People v. Fagan

Appeal from a judgment of the Erie County Court (Timothy J. Drury, J.), rendered November 3, 2006. The judgment convicted defendant, upon a jury verdict, of assault in the first degree, assault in the second degree (two counts) and attempted assault in the second degree.

It is hereby ordered that the judgment so appealed from is unanimously affirmed.

Memorandum: Defendant appeals from a judgment convicting him after a jury trial of, inter alia, assault in the first degree (Penal Law § 120.10 [1]) and two counts of assault in the second degree (§ 120.05 [2]). We reject the contention of defendant that County Court erred in denying his request to charge certain reckless assault crimes as lesser included offenses of the intentional assault crimes. The record establishes that, at the charge conference, defense counsel stated that he was not requesting that the court charge any lesser included offenses. The record further establishes that, following the conclusion of the prosecutor’s summation, defense counsel then asked the court to charge the reckless assault crimes in question. Although *1154defendant’s request to charge those lesser included offenses was timely made (see CPL 300.10 [5]; People v Cabrera, 268 AD2d 316, 317-318 [2000], lv denied 94 NY2d 945 [2000]; People v Mc-Innis, 179 AD2d 781, 782 [1992], lv denied 79 NY2d 1004 [1992]; People v Sztuk, 126 AD2d 950 [1987], lv denied 69 NY2d 887 [1987]; People v Hanley, 87 AD2d 850, 851 [1982]), we conclude under the circumstances of this case that the court properly exercised its discretion in determining that such a charge would result in prejudice to the People and would negatively affect the efficient administration of the trial. We further reject the contention of defendant that defense counsel’s failure to request the charge prior to summations deprived him of his right to effective assistance of counsel (see generally People v Baldi, 54 NY2d 137, 147 [1981]). Defendant has failed “ ‘to demonstrate the absence of strategic or other legitimate explanations’ for [defense] counsel’s alleged shortcomings” (People v Benevento, 91 NY2d 708, 712 [1998]).

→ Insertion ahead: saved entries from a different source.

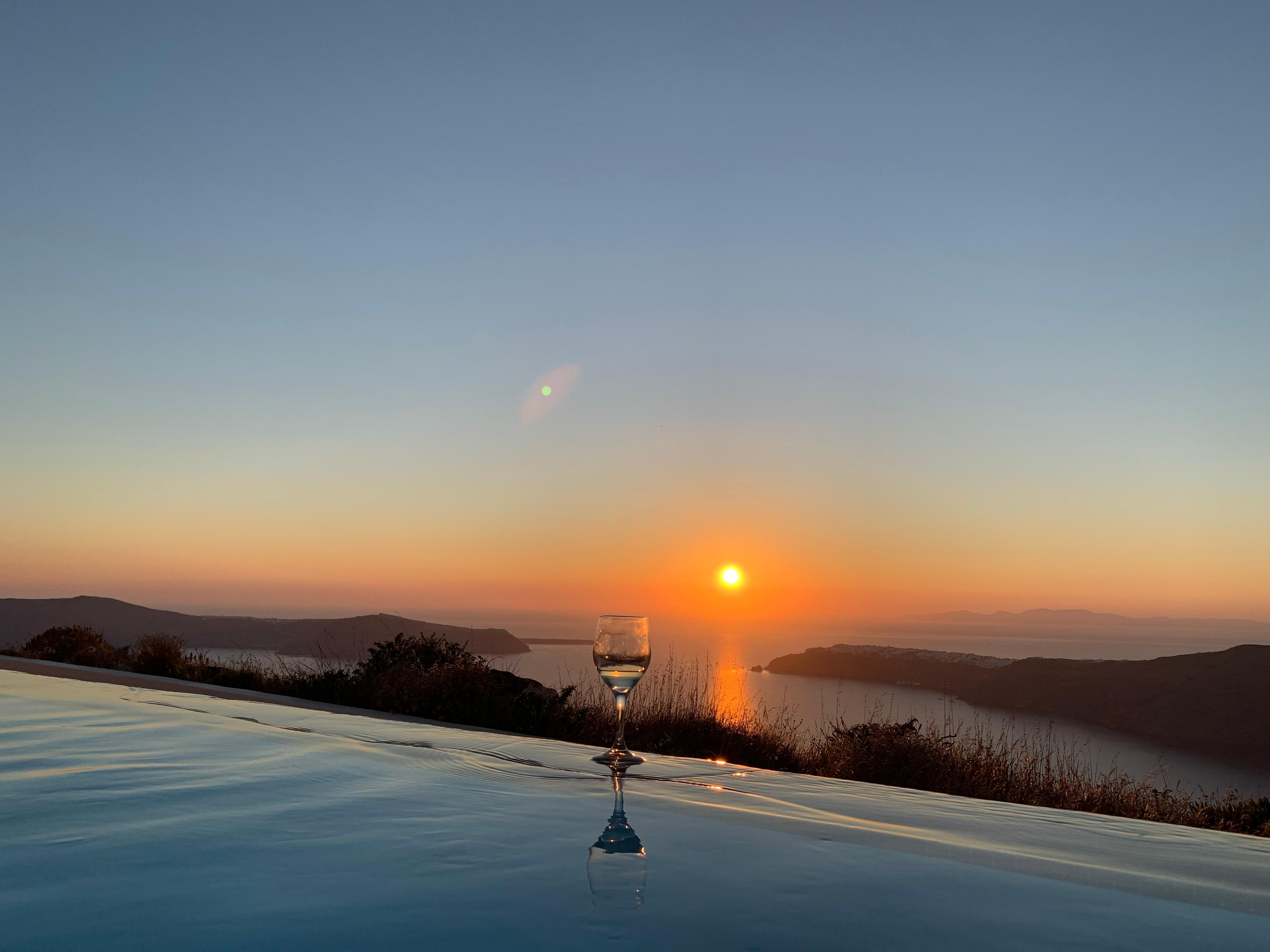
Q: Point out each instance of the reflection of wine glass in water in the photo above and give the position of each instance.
(621, 653)
(618, 865)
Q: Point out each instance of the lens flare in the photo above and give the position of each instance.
(549, 391)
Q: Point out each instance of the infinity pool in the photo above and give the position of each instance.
(140, 819)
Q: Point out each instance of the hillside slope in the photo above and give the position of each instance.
(1211, 702)
(123, 624)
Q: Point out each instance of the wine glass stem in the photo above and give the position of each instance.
(620, 701)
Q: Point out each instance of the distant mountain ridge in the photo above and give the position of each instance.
(1212, 702)
(123, 624)
(1084, 619)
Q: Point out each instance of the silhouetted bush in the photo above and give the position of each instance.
(72, 645)
(159, 654)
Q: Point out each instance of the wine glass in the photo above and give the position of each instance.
(621, 654)
(618, 865)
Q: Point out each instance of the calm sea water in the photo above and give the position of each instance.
(821, 701)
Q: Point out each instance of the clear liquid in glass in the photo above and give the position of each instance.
(619, 676)
(621, 653)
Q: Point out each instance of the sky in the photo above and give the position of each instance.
(898, 306)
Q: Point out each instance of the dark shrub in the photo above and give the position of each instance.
(73, 645)
(896, 755)
(413, 653)
(159, 654)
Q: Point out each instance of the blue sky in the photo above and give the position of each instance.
(910, 306)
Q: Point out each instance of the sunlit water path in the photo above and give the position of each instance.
(821, 701)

Contrary to defendant’s further contention, the conviction is supported by legally sufficient evidence. Viewing the evidence in the light most favorable to the prosecution, as we must (see People v Contes, 60 NY2d 620, 621 [1983]), we conclude that there is a “ ‘valid line of reasoning and permissible inferences from which a rational jury could have found the elements of the crime[s] proved beyond a reasonable doubt’ ” (People v Danielson, 9 NY3d 342, 349 [2007], quoting People v Acosta, 80 NY2d 665, 672 [1993]). Also contrary to defendant’s contention, the verdict is not against the weight of the evidence (see generally Danielson, 9 NY3d at 348-349; People v Bleakley, 69 NY2d 490, 495 [1987]).

Defendant further contends that the court erred in denying his motion to set aside the verdict pursuant to CPL 330.30 (3), which motion was based on the discovery by defendant after the trial that a videotape of his booking procedure had at one time existed. According to defendant, the videotape would have established that he was intoxicated at the time of the booking procedure. We reject the contention of defendant that the court erred in denying his motion. Although the videotape had been destroyed pursuant to standard police policy, we conclude in any event that the videotape, which had no audio component, would have been merely cumulative of the police testimony at trial concerning defendant’s intoxication. It thus cannot be said that the videotape was “of such character as to create a probability that had such evidence been received at the trial the verdict would have been more favorable to the defendant” (CPL 330.30 [3]; see People v Wright, 43 AD3d 1359, 1360 [2007], lv denied 9 *1155NY3d 1011 [2007]; People v McCullough, 275 AD2d 1018, 1019 [2000], lv denied 95 NY2d 936 [2000]). Finally, the sentence is not unduly harsh or severe. Present—Scudder, EJ., Martoche, Fahey, Peradotto and Gorski, JJ.